Alcuni democratici continuano advert affermare, come Ben Rhodes, ex assistente alla sicurezza nazionale di Obama, che non c’period bisogno di affrontare l’Iran, perché il JCPOA ha impedito ai mullah di costruire un’arma nucleare. Questa è una vera e propria sciocchezza. Persino l’organismo di vigilanza atomica delle Nazioni Unite, l’AIEA, incaricato di garantire il rispetto da parte dell’Iran del JCPOA, ha finalmente ammesso l’anno scorso ciò che tutti sospettavano: che l’Iran aveva imbrogliato per anni e non aveva rispettato i requisiti dell’accordo.

La Guardia rivoluzionaria iraniana, che aveva assoldato il presunto assassino, aveva apparentemente preso di mira non solo Trump, ma anche altri funzionari statunitensi, tra cui l’ex presidente Joe Biden e l’ex ambasciatrice delle Nazioni Unite Nikki Haley.

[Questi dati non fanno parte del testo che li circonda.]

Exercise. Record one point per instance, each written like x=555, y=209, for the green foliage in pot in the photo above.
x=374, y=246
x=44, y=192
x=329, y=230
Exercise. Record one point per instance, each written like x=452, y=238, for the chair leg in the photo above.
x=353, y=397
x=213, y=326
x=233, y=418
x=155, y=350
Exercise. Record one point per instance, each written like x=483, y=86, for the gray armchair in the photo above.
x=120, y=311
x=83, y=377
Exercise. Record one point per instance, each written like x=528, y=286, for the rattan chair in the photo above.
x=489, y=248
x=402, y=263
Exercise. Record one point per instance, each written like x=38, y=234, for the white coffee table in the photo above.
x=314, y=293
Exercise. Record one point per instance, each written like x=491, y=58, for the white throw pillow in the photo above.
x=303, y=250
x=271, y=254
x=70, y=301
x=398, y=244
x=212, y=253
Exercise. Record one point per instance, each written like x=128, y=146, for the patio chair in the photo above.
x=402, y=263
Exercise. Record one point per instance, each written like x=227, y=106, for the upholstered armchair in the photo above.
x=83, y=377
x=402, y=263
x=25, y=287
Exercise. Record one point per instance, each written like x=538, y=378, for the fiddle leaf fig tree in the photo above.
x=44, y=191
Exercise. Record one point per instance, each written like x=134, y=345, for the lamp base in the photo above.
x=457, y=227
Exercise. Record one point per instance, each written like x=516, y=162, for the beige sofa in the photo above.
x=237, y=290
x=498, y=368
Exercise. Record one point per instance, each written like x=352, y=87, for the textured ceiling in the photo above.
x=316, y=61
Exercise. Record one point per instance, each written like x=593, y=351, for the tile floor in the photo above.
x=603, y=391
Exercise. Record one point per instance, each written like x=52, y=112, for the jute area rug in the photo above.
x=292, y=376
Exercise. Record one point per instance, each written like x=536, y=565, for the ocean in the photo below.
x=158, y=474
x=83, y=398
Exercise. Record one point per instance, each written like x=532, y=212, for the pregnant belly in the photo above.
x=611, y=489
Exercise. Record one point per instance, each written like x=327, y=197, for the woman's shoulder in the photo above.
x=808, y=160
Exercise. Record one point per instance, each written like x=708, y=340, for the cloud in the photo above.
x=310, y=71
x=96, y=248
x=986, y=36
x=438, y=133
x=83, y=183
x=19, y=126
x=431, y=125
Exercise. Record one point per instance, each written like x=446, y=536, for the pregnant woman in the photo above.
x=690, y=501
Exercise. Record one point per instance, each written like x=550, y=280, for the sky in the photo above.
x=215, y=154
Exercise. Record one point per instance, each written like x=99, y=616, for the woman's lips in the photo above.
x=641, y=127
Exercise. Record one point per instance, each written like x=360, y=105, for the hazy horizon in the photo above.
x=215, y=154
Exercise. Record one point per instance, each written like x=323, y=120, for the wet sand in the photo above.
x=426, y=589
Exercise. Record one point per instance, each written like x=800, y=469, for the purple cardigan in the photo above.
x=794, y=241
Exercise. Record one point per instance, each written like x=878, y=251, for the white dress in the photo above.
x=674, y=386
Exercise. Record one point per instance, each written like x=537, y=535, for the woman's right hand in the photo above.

Quell’organismo approvò una risoluzione in cui dichiarava che l’Iran “non stava rispettando i suoi obblighi in materia di non proliferazione nucleare”. L’AIEA ha affermato di non poter garantire che il programma iraniano fosse “esclusivamente pacifico” e ha confessato che Teheran aveva nascosto show del suo programma di arricchimento.

Oltre a discutere i meriti della guerra con l’Iran, i democratici gridano che il conflitto sta provocando una “crisi energetica”. Questo è falso. Mentre le petroliere si ammassano nello Stretto di Hormuz, il mondo sta subendo un temporaneo aumento del prezzo del petrolio.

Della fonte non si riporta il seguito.